As we approach Santa Barbara’s annual celebration, which falls somewhere between scarcely-controlled bacchanal and child’s face-painting exercise, Little is determined to get back to Solstice baseline. She could use our help. “We still have a general call for artists and artisans. And this year is going to be three days instead of two!” This year’s Friday-through-Sunday affair will take place June 23, 4-9 pm; Saturday, June 24, 12-8 pm [Parade Day, pal]; and Sunday, noon to 6 pm. These politely-stated time frames needn’t constrict one’s individual celebratory mojo, so to speak. You can’t entirely ‘schedule’ a celebration, after all. And beyond the joys of celebration, Little is intent on broadening both Solstice’s cultural gumbo and playful sense of caprice. “I want to bring awareness to art and culture experiences that haven’t necessarily had a lot of exposure through Solstice,” she says. “I envision more of the root of arts and culture being part of the festival.
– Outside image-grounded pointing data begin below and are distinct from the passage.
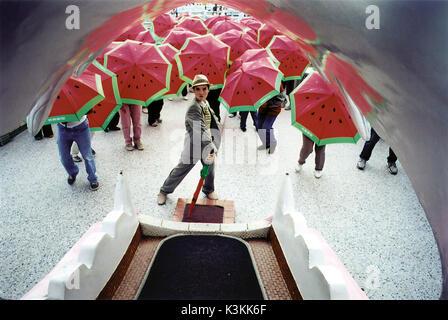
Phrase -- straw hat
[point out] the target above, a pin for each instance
(200, 80)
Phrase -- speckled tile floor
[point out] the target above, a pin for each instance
(372, 220)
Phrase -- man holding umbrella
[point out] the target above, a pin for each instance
(202, 140)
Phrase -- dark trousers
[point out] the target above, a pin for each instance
(369, 145)
(212, 98)
(115, 120)
(45, 131)
(154, 109)
(243, 119)
(307, 149)
(288, 85)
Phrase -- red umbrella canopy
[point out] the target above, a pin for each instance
(178, 36)
(252, 23)
(293, 62)
(251, 85)
(131, 33)
(163, 24)
(319, 112)
(143, 71)
(265, 35)
(210, 22)
(145, 36)
(176, 83)
(102, 113)
(204, 55)
(109, 47)
(253, 55)
(76, 97)
(195, 25)
(238, 42)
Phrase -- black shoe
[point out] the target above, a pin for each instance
(392, 168)
(94, 186)
(71, 179)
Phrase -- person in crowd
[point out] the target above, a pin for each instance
(46, 131)
(266, 116)
(130, 114)
(367, 152)
(243, 119)
(79, 132)
(154, 109)
(306, 150)
(202, 140)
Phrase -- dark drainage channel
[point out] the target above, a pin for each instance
(202, 267)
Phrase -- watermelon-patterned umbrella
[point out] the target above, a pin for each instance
(253, 55)
(204, 55)
(76, 97)
(265, 35)
(239, 42)
(293, 62)
(131, 33)
(103, 112)
(143, 71)
(163, 24)
(251, 85)
(176, 83)
(195, 25)
(178, 36)
(252, 23)
(145, 36)
(319, 112)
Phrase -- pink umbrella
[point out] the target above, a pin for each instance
(251, 85)
(131, 33)
(265, 35)
(253, 55)
(178, 36)
(252, 23)
(204, 55)
(239, 42)
(145, 36)
(176, 83)
(293, 62)
(195, 25)
(143, 71)
(163, 24)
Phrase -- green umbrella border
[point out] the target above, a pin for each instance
(309, 133)
(84, 109)
(262, 100)
(181, 71)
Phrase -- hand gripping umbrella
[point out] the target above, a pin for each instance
(204, 174)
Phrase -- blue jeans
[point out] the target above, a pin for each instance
(265, 130)
(81, 135)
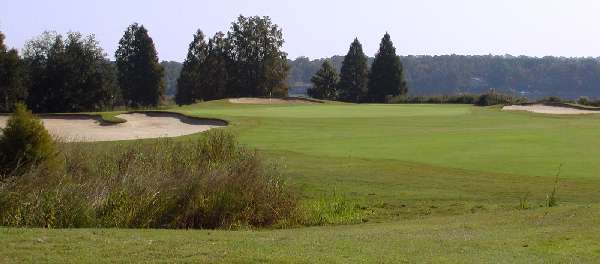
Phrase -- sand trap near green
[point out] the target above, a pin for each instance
(138, 126)
(551, 110)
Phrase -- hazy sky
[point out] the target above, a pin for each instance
(321, 28)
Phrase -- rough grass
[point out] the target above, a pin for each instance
(208, 183)
(434, 183)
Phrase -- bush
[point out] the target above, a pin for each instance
(213, 182)
(24, 143)
(442, 99)
(493, 98)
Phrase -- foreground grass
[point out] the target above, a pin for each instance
(542, 235)
(436, 183)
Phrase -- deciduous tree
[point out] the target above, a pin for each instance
(257, 66)
(11, 77)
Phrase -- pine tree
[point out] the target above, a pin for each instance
(325, 82)
(190, 85)
(386, 77)
(139, 72)
(217, 76)
(354, 74)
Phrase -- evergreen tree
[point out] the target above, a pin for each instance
(12, 89)
(256, 64)
(216, 68)
(190, 84)
(354, 74)
(325, 82)
(140, 74)
(386, 77)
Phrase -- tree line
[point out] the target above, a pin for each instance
(246, 61)
(531, 77)
(356, 83)
(71, 72)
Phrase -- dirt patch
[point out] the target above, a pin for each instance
(290, 100)
(138, 126)
(547, 109)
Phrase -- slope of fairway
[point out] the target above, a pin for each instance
(436, 184)
(456, 136)
(540, 236)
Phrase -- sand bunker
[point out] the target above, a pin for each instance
(138, 126)
(272, 101)
(546, 109)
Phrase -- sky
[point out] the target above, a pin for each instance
(322, 28)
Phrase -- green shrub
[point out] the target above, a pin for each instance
(493, 98)
(213, 182)
(24, 143)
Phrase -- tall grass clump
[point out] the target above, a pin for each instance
(332, 209)
(212, 182)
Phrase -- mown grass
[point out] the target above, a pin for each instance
(533, 236)
(434, 183)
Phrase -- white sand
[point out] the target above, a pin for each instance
(545, 109)
(269, 101)
(138, 126)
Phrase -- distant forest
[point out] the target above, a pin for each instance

It’s about awareness and information and sharing. We’re going to be trying things we haven’t tried before. We’re going to have a treasure hunt, we’re going to have some student aerialists, we’ll have the Silent Disco. I want more whimsy!” 

The Santa Barbara Summer Solstice Celebration has long since become a Thing with a global reputation. You are encouraged to seek beyond these pages the humble and unlikely origin story of Santa Barbara’s annual summertime spasm of love and overzealous floral prints. SB’s increasingly famous Summer Solstice celebration once routinely attracted some 100,000 gyrating celebrants from near and far. Naturally, Covid put a speed bump in front of that happy outpouring. Penny Little’s mission is to get us all the way back to baseline and beyond, re-infuse the spirit of SB Solstice with that explosive emotional energy that turned 1974’s gaggle of lovestruck friends mischievously cartwheeling up State Street into the jostling sunburst of communal love it is today; the Santa Barbara Summer Solstice Celebration. 

Last year marked a post-Covid comeback for the trippy parade and wildly sun-splashed, frenetic festival that follows. This year, Solstice’s animating motif is “ROOTS.” As Little works to consolidate and build on last year’s successful Solstice return, it’s hard to imagine a more fitting theme. But the Dionysian juggernaut that is the Santa Barbara Summer Solstice Celebration – it needs your volunteerism, dear reader. And you need this core Santa Barbara experience – that of a creative dervish in the eye of a love-storm. Little sets the tone. “You know, there’ll be vegetables dancing down the street, there’s gonna be tree roots… I don’t know if there’ll be teeth roots,” she says without irony, lost in the moment. She snaps back into frame. “Sorry, I get excited.”